The Journal of clinical endocrinology and metabolism

Modulation of the steroidogenesis of cultured human granulosa-lutein cells by gonadotropin-releasing hormone analogs.

PMID 8496332


GnRH analogs are widely used in reproductive medicine to create a hypogonadotropic hypogonadism. However, numerous animal studies have demonstrated a direct regulation of the gonadal function by GnRH. To ascertain this direct ovarian effect in humans, the steroidogenesis of cultured human granulosa cells was studied with or without GnRH and five of its agonists.
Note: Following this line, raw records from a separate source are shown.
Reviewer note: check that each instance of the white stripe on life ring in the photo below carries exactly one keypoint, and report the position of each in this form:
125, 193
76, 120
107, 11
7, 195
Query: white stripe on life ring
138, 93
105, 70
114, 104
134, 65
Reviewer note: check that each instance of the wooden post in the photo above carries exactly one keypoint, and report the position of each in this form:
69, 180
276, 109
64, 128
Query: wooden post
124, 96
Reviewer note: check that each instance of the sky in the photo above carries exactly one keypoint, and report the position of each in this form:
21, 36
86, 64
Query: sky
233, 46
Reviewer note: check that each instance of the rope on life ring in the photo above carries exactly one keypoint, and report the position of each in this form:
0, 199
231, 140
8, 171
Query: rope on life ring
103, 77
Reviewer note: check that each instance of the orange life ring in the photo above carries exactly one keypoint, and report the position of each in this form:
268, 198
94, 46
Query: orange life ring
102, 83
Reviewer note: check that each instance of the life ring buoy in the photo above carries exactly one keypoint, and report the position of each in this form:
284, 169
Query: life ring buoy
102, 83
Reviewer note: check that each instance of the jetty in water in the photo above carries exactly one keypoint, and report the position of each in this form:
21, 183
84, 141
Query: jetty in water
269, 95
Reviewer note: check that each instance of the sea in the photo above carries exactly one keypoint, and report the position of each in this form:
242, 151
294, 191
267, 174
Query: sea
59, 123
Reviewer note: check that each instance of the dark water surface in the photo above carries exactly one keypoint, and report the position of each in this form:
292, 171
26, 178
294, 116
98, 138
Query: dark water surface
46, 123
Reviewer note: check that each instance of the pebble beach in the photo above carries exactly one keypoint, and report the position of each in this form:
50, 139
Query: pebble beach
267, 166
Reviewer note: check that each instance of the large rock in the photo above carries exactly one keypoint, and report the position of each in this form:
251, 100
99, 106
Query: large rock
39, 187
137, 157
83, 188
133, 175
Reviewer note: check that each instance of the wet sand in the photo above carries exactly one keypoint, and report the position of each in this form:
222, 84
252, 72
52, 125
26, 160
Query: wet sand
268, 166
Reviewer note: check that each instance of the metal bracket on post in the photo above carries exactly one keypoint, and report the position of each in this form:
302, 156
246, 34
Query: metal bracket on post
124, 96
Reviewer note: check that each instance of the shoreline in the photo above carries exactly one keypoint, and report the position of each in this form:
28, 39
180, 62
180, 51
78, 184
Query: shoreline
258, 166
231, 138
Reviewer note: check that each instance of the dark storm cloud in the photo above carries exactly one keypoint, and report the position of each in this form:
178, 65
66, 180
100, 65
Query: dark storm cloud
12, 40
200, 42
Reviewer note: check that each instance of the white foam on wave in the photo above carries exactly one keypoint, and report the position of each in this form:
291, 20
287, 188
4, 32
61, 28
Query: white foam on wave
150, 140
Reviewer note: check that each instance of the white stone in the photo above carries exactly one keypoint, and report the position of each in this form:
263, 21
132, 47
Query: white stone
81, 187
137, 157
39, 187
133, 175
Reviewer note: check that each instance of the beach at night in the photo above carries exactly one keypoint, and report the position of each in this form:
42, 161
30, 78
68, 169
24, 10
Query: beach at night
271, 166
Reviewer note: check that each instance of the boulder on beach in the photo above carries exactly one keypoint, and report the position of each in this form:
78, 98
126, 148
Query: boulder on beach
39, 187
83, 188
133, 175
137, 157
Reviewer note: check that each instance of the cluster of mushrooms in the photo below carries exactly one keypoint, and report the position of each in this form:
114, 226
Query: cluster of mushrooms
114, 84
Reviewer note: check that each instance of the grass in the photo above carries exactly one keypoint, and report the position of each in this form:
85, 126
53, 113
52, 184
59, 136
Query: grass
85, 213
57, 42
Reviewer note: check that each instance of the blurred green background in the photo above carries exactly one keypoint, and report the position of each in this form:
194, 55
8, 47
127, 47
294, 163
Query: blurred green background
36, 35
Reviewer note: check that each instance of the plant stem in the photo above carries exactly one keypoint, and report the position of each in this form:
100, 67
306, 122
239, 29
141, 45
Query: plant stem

Buserelin (D-Ser(But)6, desGly10) GnRH ethylamide, leuprorelin (D-Leu6, desGly10) GnRH ethylamide, H4055 (desGly10) GnRH ethylamide, and H4065 (D-Trp6, desGly10) GnRH ethylamide significantly enhanced estradiol secretion. In addition, buserelin induced a significant cell surface decrease that seemed to be mediated by cytoskeleton modifications. The two other molecules, GnRH and triptorelin (D-Trp6) GnRH), had no effect on estrogen secretion at any of the studied concentrations. Thus, despite similar pituitary effects, these agonists did not exhibit the same ovarian action. This may be accounted for by the differences found between pituitary and ovarian receptors. These results suggest that some GnRH analogs can modulate human granulosa cell steroidogenesis at least in the preovulatory period.